Of Re-opening of Schools, Colleges And Universities On September 7

BY LIMBANI NSAPATO

The Malawi Minister of Education has announced today that schools will re-open in phases starting from 7 September with examination classes. The phased approach is welcome idea, as many stakeholders have recommended so. Bravo to Ministry on this point. Schools are supposed to follow strict guidelines to prevent soread of COVID 19 among learners and educators.

According to the Minister K2 billion has been set aside to assist preventive measures in primary schools. The Ministry has kept mum on the issue of risk allowances for teachers which has been subject of media coverage in recent days.

Surprisingly the Ministry has announced that assessment of schools on readiness to reopen will start on 31st August, which is a week before the schools are set to re-open.

So my question is: what should have started first? Was the assessment not supposed to start first before the decision to reopen? What has guided the Minister in arriving at the decision? What if the assessment results shows that schools are not not ready?

And I have no doubt most schools will not be ready by the set date !Secondly, government had prepared a budget of K5 billion. A week before reopening, it has only made available k2 billion; who is going to foot the shortage of k3 billion? Since the money is said to be from GPE, it means it will be used in primary schools. How about secondary schools, colleges and universities? How about ECD and adult literacy centres? Why should government just bank on donor money to prevent its citizens in schools from COVID 19? Where is the local commitment? Why can’t the treasury release the remaining K3 billion so that all educational institutions are adequately financed before the re-opening date?This means that most schools will not be ready to open while observing preventive measures.

The victims will be schools in rural areas and having most of the learners from poor households who can not afford to buy preventive materials without government support.

In addition, schools without water sources will also suffer unless boreholes and other water sources are provided to the schools within the next seven days. Such schools pose greater risk of infecting innocent pupils and teachers. This matter will widen the already existing disparities in the education system which work against the have-nots.

Thirdly, the issue of risk allowances for public teachers is so critical that if teachers decide to go on strike until allowances are paid, reopening of schools won’t happen. Why not address this issue right now? Is the Ministry taking teachers for granted?Fourth, what measures are in place to ensure that private schools comply with strict measures to prevent COVID 19 fromSpreading?

Most of the private schools have been bankrupt for 5 months, to the extent of not paying their teachers; how will they get ready by 7 September without explaining where to get the resources for readiness? What mechanisms are in place to ensure that private schools adhere to Covid measures?

Fifth, government has not explained how education centers that were designated as testing and quarantine centers will be prepared for the reopening. What alternative places have been arranged to keep the people that were being housed in those institutions?

Sixth, parents are given just one week to prepare to pay fees for their children and buy items needed to ensure their wards are ready when schools reopen. What measures are their to cushion parents who will not be able to pay the fees? Unless their is some form of control most learners will be chased from schools if they don’t bring full fees especially in private schools most of which will be demanding payment of fees as precondition to children getting back to class.
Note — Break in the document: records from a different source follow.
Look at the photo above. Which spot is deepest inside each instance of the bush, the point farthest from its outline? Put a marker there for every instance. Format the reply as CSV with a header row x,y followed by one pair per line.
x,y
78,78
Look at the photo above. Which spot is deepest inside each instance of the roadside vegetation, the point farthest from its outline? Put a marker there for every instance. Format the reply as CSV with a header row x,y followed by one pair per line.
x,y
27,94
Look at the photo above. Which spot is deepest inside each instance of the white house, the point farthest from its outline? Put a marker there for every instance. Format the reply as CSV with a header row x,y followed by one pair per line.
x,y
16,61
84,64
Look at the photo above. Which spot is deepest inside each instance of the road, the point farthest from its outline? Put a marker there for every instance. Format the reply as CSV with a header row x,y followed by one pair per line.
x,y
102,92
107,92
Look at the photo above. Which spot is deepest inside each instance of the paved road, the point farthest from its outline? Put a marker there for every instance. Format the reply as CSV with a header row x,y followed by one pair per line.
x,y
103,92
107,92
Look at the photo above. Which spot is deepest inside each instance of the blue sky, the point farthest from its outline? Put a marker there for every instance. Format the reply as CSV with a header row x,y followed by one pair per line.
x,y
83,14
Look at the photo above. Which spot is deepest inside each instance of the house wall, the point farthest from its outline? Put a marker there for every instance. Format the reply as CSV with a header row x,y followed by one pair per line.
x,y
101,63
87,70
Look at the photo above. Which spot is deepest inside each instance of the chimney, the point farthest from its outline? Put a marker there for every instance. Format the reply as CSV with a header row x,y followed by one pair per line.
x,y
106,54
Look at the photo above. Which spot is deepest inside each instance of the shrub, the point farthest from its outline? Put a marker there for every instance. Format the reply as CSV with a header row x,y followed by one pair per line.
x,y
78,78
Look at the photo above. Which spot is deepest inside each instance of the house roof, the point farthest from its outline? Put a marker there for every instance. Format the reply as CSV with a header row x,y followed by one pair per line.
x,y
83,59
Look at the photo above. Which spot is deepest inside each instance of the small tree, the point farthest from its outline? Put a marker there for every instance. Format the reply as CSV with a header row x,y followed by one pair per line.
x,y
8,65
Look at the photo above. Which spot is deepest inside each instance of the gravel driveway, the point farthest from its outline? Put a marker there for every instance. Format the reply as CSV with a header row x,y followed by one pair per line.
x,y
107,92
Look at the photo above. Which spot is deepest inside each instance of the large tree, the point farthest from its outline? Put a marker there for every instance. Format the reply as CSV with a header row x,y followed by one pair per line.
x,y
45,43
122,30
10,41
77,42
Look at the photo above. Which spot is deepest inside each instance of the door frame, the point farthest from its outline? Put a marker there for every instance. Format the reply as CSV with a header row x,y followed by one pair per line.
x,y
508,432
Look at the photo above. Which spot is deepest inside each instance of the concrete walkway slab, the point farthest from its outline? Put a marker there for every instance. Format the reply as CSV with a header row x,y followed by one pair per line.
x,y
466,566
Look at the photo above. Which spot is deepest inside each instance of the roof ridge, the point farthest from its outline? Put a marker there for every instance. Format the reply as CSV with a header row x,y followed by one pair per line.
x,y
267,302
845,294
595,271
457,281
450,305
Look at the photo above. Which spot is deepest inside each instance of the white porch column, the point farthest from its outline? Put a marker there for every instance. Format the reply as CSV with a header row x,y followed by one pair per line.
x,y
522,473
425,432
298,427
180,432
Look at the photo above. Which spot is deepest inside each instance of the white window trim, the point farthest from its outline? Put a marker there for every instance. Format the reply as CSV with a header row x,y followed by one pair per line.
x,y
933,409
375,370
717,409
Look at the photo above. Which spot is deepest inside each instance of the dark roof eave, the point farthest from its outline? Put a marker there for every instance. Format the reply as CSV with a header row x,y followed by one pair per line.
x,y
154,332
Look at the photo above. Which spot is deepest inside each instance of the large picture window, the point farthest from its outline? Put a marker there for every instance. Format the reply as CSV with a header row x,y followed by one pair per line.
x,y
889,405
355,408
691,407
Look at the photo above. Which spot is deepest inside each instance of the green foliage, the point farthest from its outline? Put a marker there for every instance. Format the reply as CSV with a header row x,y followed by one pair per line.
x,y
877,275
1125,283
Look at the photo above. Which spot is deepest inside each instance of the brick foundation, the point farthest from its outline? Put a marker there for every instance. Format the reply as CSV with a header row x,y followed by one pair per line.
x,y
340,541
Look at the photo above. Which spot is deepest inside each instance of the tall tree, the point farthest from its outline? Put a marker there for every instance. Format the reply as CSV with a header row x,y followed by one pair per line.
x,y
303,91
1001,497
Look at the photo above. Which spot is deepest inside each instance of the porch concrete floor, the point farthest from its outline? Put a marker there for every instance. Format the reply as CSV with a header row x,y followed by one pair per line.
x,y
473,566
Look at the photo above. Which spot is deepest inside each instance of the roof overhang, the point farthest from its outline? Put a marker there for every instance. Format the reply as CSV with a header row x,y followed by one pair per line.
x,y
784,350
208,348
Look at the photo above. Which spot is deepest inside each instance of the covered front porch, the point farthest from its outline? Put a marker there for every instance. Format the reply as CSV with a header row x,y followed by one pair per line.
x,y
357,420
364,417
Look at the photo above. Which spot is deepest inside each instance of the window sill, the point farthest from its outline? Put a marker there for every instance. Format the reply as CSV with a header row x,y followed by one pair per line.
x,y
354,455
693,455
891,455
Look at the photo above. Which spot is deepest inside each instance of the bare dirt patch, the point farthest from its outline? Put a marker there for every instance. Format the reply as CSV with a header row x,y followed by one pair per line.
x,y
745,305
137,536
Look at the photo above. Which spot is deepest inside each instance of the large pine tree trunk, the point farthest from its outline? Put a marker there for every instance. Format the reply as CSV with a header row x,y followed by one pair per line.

The Planning Taskforce advised a flexible and staggered approach to paying of schools fees. This needs to be enforced especially in private schools who will be taking advantage of the situation to squeeze unprepared parents.

I know that the Minister of Education is being politically correct to implement the announcement made by President Chakwera two weeks ago about schools reopening in early September. But clearly schools will be ill prepared and so not ready to ensure strict adherence to COVID 19 measures. Is it not better to wait for a week or two more to ensure that schools are reopened while ready than to put millions of lives of students and teachers at risk? After all the learners have been at home for 5 months. Let’s plan properly otherwise we risk bringing chaos in our schools on reopening date.